Косая ухмылка Моргана не оставляла сомнений, что он может все.
Я прекрасно помнила все имена и даты. Они навечно отпечатались в моем мозгу.
Потом Кармен снова заговорила о папке с письмом Адриенн.
— Кто мог проникнуть на маяк? Дэнис?
— Нет. Ключи только у меня. Скорее всего, письма из папки вынули еще до того, как я забрала ее из старого дома. Я ведь ни разу в нее не заглядывала с того момента. Я захватила папку вместе с остальными бумагами. Просто сгребла все в одну кучу.
— Ваш муж знал, что такая папка существует?

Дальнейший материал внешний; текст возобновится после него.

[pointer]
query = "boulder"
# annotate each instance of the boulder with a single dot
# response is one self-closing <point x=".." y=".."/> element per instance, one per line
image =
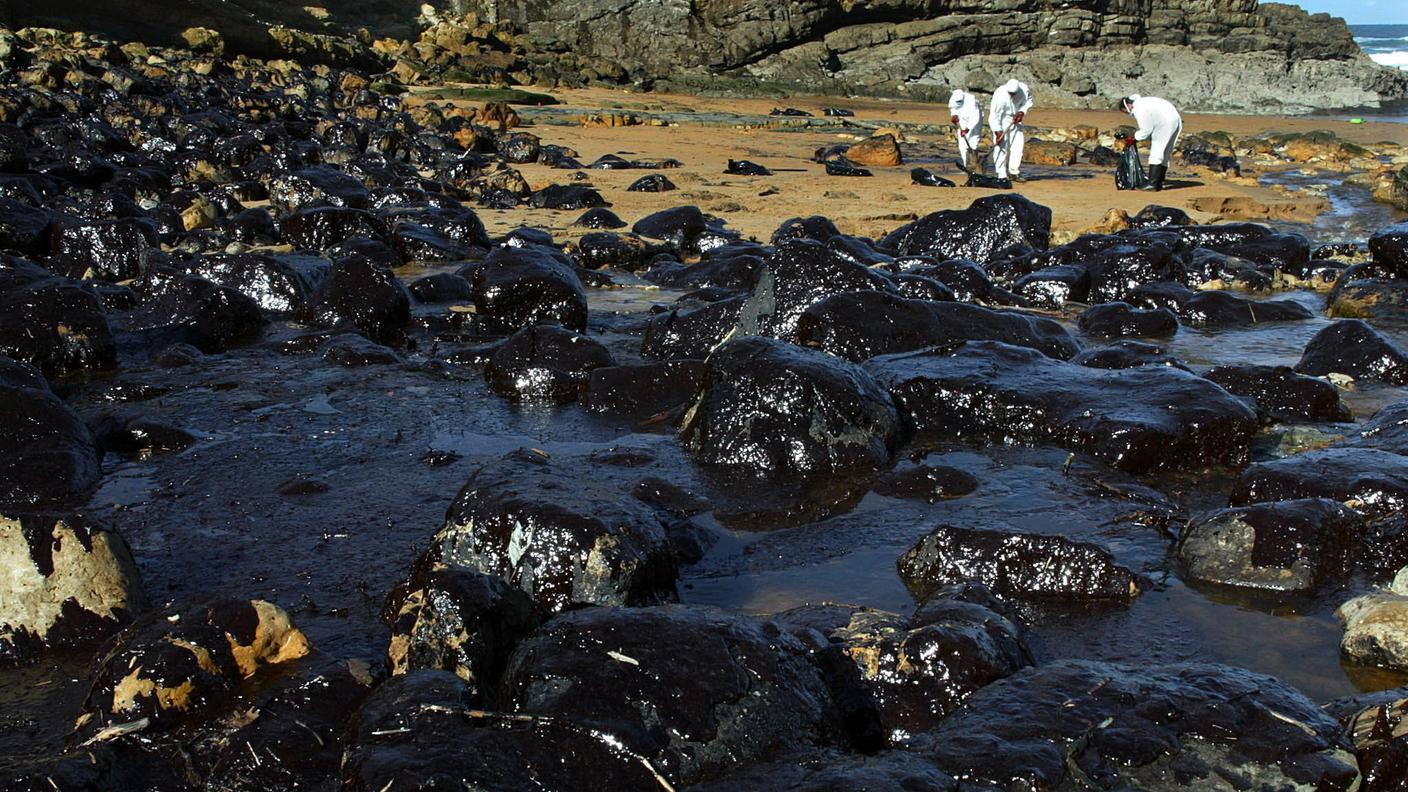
<point x="69" y="582"/>
<point x="907" y="674"/>
<point x="1376" y="626"/>
<point x="693" y="689"/>
<point x="1142" y="419"/>
<point x="1367" y="479"/>
<point x="544" y="362"/>
<point x="48" y="455"/>
<point x="563" y="540"/>
<point x="186" y="661"/>
<point x="52" y="323"/>
<point x="858" y="326"/>
<point x="772" y="409"/>
<point x="417" y="730"/>
<point x="462" y="622"/>
<point x="1281" y="395"/>
<point x="1352" y="347"/>
<point x="1121" y="319"/>
<point x="1129" y="726"/>
<point x="193" y="310"/>
<point x="1015" y="565"/>
<point x="976" y="233"/>
<point x="882" y="151"/>
<point x="523" y="286"/>
<point x="1290" y="546"/>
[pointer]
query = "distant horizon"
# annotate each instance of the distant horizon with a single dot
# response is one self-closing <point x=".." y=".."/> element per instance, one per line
<point x="1358" y="11"/>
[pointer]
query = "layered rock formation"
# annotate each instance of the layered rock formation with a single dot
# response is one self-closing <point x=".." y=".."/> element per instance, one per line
<point x="1228" y="55"/>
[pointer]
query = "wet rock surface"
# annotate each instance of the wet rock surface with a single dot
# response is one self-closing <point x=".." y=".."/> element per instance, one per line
<point x="1017" y="565"/>
<point x="1176" y="725"/>
<point x="1162" y="417"/>
<point x="561" y="540"/>
<point x="692" y="689"/>
<point x="770" y="409"/>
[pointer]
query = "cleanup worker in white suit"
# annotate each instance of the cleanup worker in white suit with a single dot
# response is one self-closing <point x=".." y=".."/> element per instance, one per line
<point x="966" y="113"/>
<point x="1004" y="117"/>
<point x="1160" y="124"/>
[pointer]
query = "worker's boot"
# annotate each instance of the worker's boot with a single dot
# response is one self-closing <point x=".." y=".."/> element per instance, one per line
<point x="1155" y="178"/>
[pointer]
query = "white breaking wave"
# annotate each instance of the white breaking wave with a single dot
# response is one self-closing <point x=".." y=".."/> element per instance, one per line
<point x="1391" y="58"/>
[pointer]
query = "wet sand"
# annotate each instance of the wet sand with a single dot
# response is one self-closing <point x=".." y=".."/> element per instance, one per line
<point x="1080" y="196"/>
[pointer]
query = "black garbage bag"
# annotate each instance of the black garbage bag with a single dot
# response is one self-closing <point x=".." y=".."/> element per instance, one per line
<point x="1129" y="174"/>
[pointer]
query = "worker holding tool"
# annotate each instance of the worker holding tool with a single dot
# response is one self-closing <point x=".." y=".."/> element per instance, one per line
<point x="1004" y="117"/>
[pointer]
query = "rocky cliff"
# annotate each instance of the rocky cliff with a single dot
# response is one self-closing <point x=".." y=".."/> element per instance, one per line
<point x="1229" y="55"/>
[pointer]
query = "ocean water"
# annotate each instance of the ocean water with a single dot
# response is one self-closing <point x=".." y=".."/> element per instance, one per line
<point x="1386" y="44"/>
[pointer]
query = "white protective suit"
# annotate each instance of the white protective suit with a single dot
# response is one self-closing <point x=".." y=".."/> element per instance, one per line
<point x="1008" y="100"/>
<point x="1159" y="123"/>
<point x="970" y="121"/>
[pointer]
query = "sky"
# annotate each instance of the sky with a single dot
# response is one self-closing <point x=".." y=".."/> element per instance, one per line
<point x="1360" y="11"/>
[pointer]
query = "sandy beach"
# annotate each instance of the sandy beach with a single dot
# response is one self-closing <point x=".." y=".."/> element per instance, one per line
<point x="1080" y="196"/>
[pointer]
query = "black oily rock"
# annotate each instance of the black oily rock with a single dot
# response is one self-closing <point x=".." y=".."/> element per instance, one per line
<point x="187" y="660"/>
<point x="462" y="622"/>
<point x="103" y="250"/>
<point x="318" y="229"/>
<point x="1281" y="395"/>
<point x="1013" y="564"/>
<point x="599" y="217"/>
<point x="929" y="179"/>
<point x="442" y="288"/>
<point x="835" y="771"/>
<point x="69" y="584"/>
<point x="48" y="457"/>
<point x="1367" y="479"/>
<point x="1390" y="250"/>
<point x="607" y="248"/>
<point x="1352" y="347"/>
<point x="814" y="227"/>
<point x="1118" y="271"/>
<point x="858" y="326"/>
<point x="316" y="186"/>
<point x="642" y="391"/>
<point x="652" y="183"/>
<point x="544" y="362"/>
<point x="797" y="275"/>
<point x="977" y="233"/>
<point x="772" y="409"/>
<point x="1290" y="546"/>
<point x="921" y="288"/>
<point x="1155" y="216"/>
<point x="745" y="168"/>
<point x="420" y="732"/>
<point x="279" y="283"/>
<point x="563" y="539"/>
<point x="355" y="351"/>
<point x="693" y="333"/>
<point x="566" y="198"/>
<point x="694" y="691"/>
<point x="1053" y="286"/>
<point x="1196" y="726"/>
<point x="1121" y="319"/>
<point x="365" y="295"/>
<point x="969" y="281"/>
<point x="720" y="269"/>
<point x="925" y="482"/>
<point x="193" y="310"/>
<point x="1138" y="420"/>
<point x="906" y="674"/>
<point x="523" y="286"/>
<point x="52" y="323"/>
<point x="1127" y="354"/>
<point x="845" y="168"/>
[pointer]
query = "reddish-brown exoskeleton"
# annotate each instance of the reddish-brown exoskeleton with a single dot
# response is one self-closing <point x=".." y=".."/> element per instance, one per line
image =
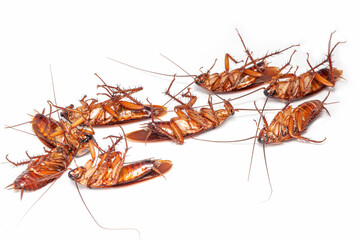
<point x="43" y="169"/>
<point x="112" y="171"/>
<point x="251" y="74"/>
<point x="288" y="124"/>
<point x="291" y="122"/>
<point x="254" y="72"/>
<point x="290" y="86"/>
<point x="186" y="123"/>
<point x="112" y="111"/>
<point x="58" y="133"/>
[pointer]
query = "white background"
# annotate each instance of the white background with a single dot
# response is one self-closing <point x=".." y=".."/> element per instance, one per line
<point x="206" y="194"/>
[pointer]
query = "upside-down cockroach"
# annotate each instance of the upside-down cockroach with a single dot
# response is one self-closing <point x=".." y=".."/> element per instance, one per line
<point x="186" y="123"/>
<point x="43" y="169"/>
<point x="290" y="86"/>
<point x="58" y="133"/>
<point x="253" y="73"/>
<point x="288" y="124"/>
<point x="112" y="111"/>
<point x="112" y="171"/>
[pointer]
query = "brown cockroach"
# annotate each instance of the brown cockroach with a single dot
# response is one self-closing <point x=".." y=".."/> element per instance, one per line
<point x="290" y="86"/>
<point x="43" y="169"/>
<point x="112" y="171"/>
<point x="54" y="133"/>
<point x="291" y="122"/>
<point x="186" y="123"/>
<point x="288" y="124"/>
<point x="111" y="111"/>
<point x="252" y="74"/>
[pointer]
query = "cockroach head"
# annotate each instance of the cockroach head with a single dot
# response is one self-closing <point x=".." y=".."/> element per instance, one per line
<point x="263" y="137"/>
<point x="201" y="79"/>
<point x="229" y="108"/>
<point x="270" y="91"/>
<point x="66" y="112"/>
<point x="77" y="173"/>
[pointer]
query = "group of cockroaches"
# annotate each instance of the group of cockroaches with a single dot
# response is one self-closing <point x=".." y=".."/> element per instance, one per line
<point x="73" y="134"/>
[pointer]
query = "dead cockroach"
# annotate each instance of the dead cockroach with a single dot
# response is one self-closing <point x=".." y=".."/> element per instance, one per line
<point x="54" y="133"/>
<point x="253" y="73"/>
<point x="291" y="122"/>
<point x="111" y="171"/>
<point x="111" y="111"/>
<point x="291" y="86"/>
<point x="43" y="169"/>
<point x="287" y="124"/>
<point x="186" y="124"/>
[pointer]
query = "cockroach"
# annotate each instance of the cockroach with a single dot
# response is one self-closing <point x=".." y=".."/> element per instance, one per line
<point x="291" y="122"/>
<point x="112" y="111"/>
<point x="291" y="87"/>
<point x="58" y="133"/>
<point x="112" y="171"/>
<point x="186" y="123"/>
<point x="43" y="169"/>
<point x="252" y="74"/>
<point x="288" y="124"/>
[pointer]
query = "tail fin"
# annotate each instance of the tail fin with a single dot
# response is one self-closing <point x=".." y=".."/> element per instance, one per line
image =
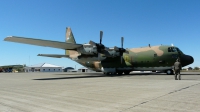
<point x="70" y="36"/>
<point x="69" y="39"/>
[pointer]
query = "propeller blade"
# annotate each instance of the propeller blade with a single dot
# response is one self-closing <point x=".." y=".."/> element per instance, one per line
<point x="122" y="41"/>
<point x="121" y="59"/>
<point x="92" y="43"/>
<point x="116" y="48"/>
<point x="99" y="56"/>
<point x="101" y="36"/>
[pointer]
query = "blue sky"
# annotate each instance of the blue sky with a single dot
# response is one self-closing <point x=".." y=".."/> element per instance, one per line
<point x="140" y="22"/>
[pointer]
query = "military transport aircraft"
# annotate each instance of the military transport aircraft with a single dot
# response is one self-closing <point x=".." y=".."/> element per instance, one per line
<point x="116" y="60"/>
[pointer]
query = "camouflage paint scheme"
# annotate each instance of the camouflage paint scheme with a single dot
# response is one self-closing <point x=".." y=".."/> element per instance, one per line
<point x="145" y="58"/>
<point x="150" y="58"/>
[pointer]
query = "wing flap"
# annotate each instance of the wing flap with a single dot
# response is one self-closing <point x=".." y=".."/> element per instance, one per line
<point x="45" y="43"/>
<point x="54" y="55"/>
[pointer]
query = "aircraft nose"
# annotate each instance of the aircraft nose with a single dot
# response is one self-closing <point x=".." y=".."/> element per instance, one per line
<point x="187" y="59"/>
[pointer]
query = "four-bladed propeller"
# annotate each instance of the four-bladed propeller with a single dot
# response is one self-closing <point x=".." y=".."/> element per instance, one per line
<point x="101" y="48"/>
<point x="121" y="50"/>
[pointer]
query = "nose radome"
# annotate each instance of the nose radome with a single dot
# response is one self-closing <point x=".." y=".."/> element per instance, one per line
<point x="191" y="59"/>
<point x="186" y="60"/>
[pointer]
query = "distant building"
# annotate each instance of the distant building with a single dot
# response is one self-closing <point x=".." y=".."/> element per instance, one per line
<point x="84" y="69"/>
<point x="187" y="68"/>
<point x="69" y="69"/>
<point x="43" y="67"/>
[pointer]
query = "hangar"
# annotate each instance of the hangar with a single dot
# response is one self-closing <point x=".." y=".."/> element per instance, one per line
<point x="43" y="67"/>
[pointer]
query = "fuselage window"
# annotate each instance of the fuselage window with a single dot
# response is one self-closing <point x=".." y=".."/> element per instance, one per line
<point x="174" y="56"/>
<point x="172" y="49"/>
<point x="169" y="49"/>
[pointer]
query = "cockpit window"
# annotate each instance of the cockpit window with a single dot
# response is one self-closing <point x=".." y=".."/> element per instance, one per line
<point x="179" y="50"/>
<point x="172" y="49"/>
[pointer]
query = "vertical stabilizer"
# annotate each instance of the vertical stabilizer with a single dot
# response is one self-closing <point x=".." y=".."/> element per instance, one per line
<point x="69" y="39"/>
<point x="70" y="36"/>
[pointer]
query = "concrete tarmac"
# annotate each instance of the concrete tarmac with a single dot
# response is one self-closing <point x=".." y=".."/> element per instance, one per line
<point x="94" y="92"/>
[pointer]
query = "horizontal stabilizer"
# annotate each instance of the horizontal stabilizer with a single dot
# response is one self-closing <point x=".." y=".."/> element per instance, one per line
<point x="54" y="55"/>
<point x="45" y="43"/>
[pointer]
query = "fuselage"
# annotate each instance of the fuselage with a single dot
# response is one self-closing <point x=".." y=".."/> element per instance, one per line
<point x="138" y="59"/>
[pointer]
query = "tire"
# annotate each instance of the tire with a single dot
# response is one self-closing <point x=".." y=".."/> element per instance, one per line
<point x="169" y="72"/>
<point x="126" y="72"/>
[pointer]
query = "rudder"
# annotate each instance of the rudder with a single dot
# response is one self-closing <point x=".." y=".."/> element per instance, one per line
<point x="69" y="39"/>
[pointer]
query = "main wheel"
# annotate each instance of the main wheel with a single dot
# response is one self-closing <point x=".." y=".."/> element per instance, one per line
<point x="169" y="72"/>
<point x="127" y="72"/>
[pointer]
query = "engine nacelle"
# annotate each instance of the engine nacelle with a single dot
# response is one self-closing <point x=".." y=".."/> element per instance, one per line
<point x="111" y="53"/>
<point x="87" y="49"/>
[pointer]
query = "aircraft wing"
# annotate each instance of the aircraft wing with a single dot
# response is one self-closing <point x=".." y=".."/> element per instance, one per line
<point x="45" y="43"/>
<point x="54" y="55"/>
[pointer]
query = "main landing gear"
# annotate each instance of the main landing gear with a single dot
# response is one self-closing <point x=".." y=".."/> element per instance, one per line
<point x="117" y="73"/>
<point x="169" y="72"/>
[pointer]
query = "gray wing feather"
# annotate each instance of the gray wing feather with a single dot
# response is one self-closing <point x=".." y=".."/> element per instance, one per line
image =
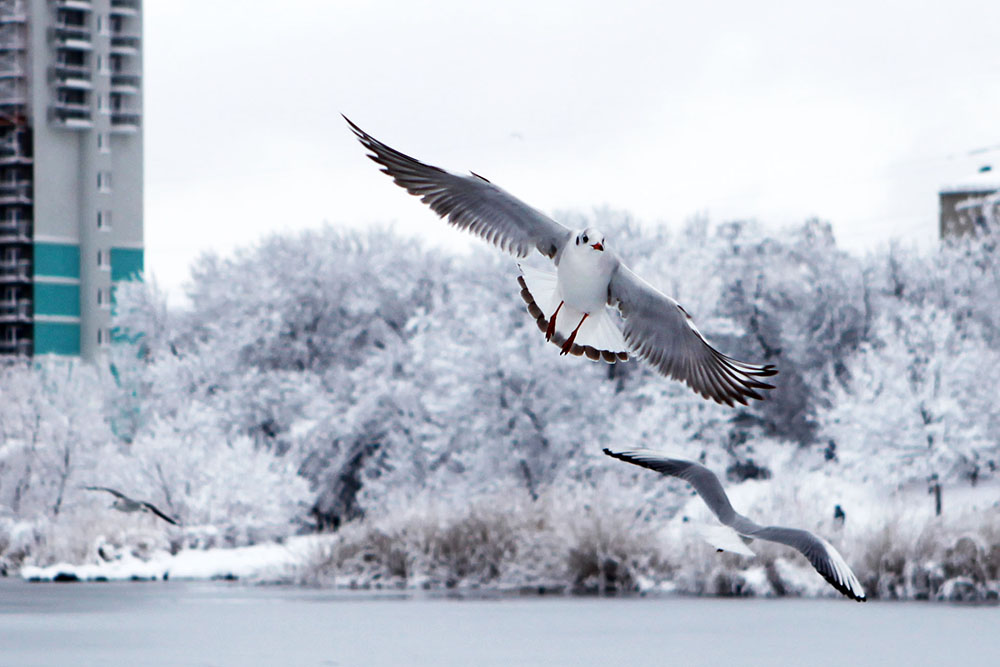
<point x="470" y="202"/>
<point x="117" y="494"/>
<point x="661" y="332"/>
<point x="701" y="478"/>
<point x="152" y="508"/>
<point x="821" y="554"/>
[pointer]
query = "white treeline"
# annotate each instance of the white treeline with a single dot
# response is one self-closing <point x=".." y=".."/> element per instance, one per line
<point x="363" y="384"/>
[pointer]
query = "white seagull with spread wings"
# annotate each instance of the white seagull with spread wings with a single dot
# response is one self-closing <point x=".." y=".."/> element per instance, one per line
<point x="570" y="305"/>
<point x="821" y="554"/>
<point x="128" y="505"/>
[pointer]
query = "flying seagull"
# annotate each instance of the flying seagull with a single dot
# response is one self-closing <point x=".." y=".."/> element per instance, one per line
<point x="125" y="504"/>
<point x="570" y="305"/>
<point x="827" y="560"/>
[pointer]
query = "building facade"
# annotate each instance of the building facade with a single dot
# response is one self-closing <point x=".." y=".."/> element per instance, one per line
<point x="971" y="206"/>
<point x="70" y="170"/>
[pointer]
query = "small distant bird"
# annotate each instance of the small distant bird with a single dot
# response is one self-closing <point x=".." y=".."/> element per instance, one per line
<point x="839" y="516"/>
<point x="123" y="503"/>
<point x="570" y="305"/>
<point x="821" y="554"/>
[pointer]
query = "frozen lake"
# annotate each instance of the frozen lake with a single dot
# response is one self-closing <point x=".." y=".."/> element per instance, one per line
<point x="187" y="623"/>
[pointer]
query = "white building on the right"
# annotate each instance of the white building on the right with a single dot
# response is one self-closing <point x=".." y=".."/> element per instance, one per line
<point x="970" y="205"/>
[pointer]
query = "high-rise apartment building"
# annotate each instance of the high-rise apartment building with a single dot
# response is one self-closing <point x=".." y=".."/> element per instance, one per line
<point x="70" y="170"/>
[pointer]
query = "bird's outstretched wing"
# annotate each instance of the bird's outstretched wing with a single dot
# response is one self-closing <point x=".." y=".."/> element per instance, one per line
<point x="116" y="494"/>
<point x="152" y="508"/>
<point x="470" y="202"/>
<point x="827" y="560"/>
<point x="661" y="332"/>
<point x="821" y="554"/>
<point x="701" y="478"/>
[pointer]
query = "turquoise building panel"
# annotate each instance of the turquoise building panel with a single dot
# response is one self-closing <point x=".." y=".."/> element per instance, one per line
<point x="126" y="264"/>
<point x="57" y="259"/>
<point x="54" y="299"/>
<point x="57" y="338"/>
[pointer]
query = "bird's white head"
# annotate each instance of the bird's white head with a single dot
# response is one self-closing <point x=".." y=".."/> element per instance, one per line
<point x="590" y="238"/>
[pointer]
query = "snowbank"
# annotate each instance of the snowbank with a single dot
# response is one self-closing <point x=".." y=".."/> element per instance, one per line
<point x="262" y="562"/>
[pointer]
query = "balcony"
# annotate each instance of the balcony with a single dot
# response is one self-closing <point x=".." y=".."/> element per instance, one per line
<point x="125" y="121"/>
<point x="72" y="115"/>
<point x="70" y="71"/>
<point x="125" y="7"/>
<point x="15" y="311"/>
<point x="82" y="5"/>
<point x="19" y="346"/>
<point x="125" y="83"/>
<point x="15" y="231"/>
<point x="15" y="192"/>
<point x="125" y="44"/>
<point x="16" y="271"/>
<point x="9" y="159"/>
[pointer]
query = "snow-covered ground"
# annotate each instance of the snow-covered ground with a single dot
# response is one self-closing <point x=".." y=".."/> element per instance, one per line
<point x="399" y="404"/>
<point x="261" y="562"/>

— Я никогда не задумывалась об этом, но полагаю, должен знать. Ни у кого, кроме него, не было ни возможности, ни оснований избавляться от ее содержимого.
— Как вы думаете, когда это могло произойти?
— Не знаю. Я уже давно не дотрагивалась до нее. Знаю только: сейчас папка пуста.
Я выходила из кафе в Чарлстауне с полным осознанием собственной правоты, но, несмотря на это, чувство вины не покидало меня. Со старыми привычками тяжело расставаться. Все-таки где-то в глубине души я продолжала относиться к Дэнису как к мужу и страдала от того, что я его предавала.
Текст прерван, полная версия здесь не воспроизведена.